If you’ve ever created a Pivot Table or Pivot Chart, you know how easy it is to aggregate table entries by some criteria, like “unit sold” or “total sales”.

You may have even added a Slicer to bring a sense of interactivity to your chart.

The Slicer is merely a fancy filter that reduces the whole down to a subset.

What if you want to use the Slicer to alter the aggregation method?

In other words, wouldn’t it be cool to use a Slicer to switch the aggregation method, say between the total, the count, or the average of sales?

Let’s see how this is done to add greater interactivity to your reports and dashboards.

As usual, we start with a dataset.

Step 1: Create a Pivot Table Using the Data Model

Our first step is to create a Pivot Table, but not just a regular Pivot Table.  We want to incorporate the use of the Data Model with this Pivot Table to give the result additional abilities.
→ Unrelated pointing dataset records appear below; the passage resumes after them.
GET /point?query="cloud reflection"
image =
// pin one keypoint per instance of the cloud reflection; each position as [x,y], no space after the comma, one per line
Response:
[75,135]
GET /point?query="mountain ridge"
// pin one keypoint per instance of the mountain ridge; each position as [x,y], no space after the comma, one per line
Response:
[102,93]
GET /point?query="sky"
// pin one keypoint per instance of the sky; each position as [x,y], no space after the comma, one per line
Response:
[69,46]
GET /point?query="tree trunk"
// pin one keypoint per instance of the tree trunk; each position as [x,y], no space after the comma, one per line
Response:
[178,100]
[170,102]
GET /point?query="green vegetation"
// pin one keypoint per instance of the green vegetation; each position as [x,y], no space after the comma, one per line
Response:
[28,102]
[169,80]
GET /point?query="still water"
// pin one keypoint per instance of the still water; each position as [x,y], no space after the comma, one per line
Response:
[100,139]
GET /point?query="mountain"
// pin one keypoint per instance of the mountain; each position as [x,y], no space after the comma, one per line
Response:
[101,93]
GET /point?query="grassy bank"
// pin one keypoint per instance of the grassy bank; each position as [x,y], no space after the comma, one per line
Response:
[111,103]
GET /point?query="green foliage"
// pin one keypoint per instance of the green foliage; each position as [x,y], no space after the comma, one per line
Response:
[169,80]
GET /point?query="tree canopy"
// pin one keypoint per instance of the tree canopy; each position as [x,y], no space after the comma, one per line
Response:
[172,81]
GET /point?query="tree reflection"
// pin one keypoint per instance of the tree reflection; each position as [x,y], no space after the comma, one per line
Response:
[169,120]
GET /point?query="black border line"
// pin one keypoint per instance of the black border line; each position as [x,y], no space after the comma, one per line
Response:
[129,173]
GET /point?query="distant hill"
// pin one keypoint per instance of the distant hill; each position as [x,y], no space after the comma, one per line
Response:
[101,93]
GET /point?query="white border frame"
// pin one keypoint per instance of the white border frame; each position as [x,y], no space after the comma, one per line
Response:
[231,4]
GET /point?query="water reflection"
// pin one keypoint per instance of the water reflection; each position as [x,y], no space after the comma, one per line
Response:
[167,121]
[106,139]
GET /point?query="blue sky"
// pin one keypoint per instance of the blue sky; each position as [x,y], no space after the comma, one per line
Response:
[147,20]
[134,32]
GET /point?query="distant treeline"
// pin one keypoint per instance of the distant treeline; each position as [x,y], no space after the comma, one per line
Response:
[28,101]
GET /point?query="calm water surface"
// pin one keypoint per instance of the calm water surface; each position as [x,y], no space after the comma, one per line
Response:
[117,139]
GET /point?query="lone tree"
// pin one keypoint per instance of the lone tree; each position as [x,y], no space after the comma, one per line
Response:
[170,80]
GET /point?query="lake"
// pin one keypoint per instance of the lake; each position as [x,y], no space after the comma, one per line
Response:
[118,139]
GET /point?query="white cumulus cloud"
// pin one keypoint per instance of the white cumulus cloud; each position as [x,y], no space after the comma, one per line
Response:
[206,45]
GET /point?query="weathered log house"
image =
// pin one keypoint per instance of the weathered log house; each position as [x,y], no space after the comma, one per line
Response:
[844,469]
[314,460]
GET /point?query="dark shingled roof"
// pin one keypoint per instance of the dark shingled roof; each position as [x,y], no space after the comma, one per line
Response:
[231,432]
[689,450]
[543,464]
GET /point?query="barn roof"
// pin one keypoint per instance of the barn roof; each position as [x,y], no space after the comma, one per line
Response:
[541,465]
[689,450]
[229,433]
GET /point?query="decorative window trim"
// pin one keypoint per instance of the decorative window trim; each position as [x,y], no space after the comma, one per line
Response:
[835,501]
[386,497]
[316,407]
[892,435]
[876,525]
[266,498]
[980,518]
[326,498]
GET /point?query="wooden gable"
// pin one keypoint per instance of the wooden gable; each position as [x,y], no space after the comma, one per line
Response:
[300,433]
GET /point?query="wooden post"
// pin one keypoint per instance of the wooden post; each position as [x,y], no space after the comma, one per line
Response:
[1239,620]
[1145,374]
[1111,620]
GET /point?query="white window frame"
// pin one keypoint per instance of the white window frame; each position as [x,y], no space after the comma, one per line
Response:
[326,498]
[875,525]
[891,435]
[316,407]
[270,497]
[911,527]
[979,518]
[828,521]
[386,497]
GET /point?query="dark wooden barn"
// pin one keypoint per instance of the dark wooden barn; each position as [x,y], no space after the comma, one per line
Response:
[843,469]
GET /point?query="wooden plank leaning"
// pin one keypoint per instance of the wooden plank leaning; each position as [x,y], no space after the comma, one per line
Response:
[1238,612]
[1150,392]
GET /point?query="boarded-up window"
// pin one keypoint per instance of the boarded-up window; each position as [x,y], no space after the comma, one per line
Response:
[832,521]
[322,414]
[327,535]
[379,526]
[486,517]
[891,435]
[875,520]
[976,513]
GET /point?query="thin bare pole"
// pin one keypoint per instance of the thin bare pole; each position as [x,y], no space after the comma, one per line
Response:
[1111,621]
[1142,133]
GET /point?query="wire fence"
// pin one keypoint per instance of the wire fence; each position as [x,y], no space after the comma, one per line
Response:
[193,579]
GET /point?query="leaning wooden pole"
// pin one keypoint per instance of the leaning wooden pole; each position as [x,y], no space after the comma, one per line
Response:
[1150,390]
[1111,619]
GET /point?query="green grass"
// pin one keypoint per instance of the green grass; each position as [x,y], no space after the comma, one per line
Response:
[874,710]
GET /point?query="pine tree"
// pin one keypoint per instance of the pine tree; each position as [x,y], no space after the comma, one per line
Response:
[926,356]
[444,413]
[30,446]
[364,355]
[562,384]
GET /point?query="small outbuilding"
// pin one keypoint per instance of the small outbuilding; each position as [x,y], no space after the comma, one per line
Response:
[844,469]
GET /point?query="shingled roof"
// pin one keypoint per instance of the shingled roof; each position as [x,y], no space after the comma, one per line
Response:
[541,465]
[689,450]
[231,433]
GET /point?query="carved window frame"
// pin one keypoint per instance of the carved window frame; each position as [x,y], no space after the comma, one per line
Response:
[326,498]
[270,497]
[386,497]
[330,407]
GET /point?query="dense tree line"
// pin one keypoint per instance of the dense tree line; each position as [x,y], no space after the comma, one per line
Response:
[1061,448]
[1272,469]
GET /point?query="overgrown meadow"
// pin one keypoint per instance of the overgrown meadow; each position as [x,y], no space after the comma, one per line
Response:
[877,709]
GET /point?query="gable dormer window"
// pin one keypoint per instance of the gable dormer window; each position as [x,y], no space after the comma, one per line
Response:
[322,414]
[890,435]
Our dataset is a proper Excel Table named “Orders”.

We click anywhere in the table and select Table Design (tab) -> Tools (group) -> Summarize with Pivot Table.

In the PivotTable dialog box, leave all the existing settings as-is with the addition of checking the box labeled “Add this data to the Data Model” and click OK.

Now we can work with a “Power Pivot” Table instead of a regular Pivot Table.

(Are you starting to feel superior to those regular Pivot Table users?)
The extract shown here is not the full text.